There has been a popular narrative that active management, the process of picking stocks and bonds, doesn't work and that everyone should just invest in passive index funds. We argue that this is not the right approach, and in fact, the more money flows into passive index funds, the more unhealthy it is for markets overall. Passive funds, as the name suggests, invest passively into an index of stocks or bonds. New inflows automatically get invested into companies at their index weights. As more money flows into passive index funds, all the companies in an index benefit, regardless of the individual company performance.  

However, as passive index funds own more of the market, we begin to see several unintended consequences.  

First, less discretion is used in "picking stocks," creating an environment for companies to be over or undervalued.  

Second, it exacerbates volatility during market selloffs. When markets go into risk-off mode, there is less discretion in the selling, and the probability for things to overshoot to the downside increases.  
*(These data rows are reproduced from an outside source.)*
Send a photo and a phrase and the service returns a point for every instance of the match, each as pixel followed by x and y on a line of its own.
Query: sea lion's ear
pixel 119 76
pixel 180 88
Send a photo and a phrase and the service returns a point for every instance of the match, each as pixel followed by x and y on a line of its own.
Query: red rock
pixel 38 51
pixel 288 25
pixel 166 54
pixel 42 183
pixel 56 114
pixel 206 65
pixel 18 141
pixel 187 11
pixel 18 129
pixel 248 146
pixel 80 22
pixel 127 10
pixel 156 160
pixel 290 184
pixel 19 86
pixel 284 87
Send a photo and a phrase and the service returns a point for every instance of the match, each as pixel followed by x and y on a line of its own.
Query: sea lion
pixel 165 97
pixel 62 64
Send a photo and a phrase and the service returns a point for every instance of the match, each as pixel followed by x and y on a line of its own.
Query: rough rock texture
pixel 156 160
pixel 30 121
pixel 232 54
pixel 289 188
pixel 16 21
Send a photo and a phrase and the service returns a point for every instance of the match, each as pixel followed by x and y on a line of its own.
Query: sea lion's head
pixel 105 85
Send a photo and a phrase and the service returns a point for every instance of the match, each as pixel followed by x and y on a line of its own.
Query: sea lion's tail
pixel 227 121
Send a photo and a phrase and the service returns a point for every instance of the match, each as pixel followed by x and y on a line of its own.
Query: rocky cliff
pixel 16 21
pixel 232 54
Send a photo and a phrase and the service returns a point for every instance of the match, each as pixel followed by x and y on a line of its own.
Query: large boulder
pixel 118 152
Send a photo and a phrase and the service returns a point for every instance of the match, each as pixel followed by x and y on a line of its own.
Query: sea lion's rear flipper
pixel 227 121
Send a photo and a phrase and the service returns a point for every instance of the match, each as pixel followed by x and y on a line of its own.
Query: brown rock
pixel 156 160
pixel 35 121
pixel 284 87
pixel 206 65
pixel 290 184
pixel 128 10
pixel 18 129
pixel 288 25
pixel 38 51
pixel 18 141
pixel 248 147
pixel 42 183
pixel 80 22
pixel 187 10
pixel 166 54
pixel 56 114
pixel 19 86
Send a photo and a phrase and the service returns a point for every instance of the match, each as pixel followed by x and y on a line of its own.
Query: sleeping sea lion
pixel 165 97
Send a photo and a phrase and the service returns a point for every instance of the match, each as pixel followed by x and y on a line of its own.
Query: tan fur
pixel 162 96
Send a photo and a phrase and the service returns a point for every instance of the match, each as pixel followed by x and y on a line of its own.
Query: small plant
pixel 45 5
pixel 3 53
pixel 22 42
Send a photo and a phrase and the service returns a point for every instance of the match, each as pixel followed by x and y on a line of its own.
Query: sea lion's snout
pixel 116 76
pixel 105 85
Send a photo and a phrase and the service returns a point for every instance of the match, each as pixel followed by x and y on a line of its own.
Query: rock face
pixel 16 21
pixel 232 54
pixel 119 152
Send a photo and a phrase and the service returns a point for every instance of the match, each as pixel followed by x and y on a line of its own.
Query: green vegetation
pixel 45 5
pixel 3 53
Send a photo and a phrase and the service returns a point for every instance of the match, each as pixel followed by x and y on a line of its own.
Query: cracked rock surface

Third, it weakens corporate governance, as passive funds do not generally hold companies responsible.

On the other hand, active management has not "worked" for a long time and has rationally perpetuated the move to passive.  

We believe the reason active investing has not worked is due to the nature of existing incentive structures. Traditional long-only active managers are judged on their 1yr, 3yr, and 5yr returns relative to their benchmarks. This creates the incentive for the manager to try as hard as possible NOT to UNDERPERFORM their benchmark because underperformance would almost certainly kill their chances of raising capital.

In the alternative investment world - particularly hedge funds - managers are less benchmarked than traditional long-only managers. However, their fees are almost always too high, with most of the value accruing to the manager. This incentivizes managers to take excessive risk early on in their life cycle to produce high absolute returns and allow them to raise significant capital. Their incentive then changes to retain that capital for as long as possible, often leading to unsatisfactory performance.  

We do not think either of these are sustainable incentive structures. We see a future where the investment world is divided into passive and active strategies, with active including what is currently considered alternative. We partner with active managers who agree on a better alignment of incentives and work to reduce unnecessary fees and intermediaries, thereby delivering more of the value created by active management to our clients.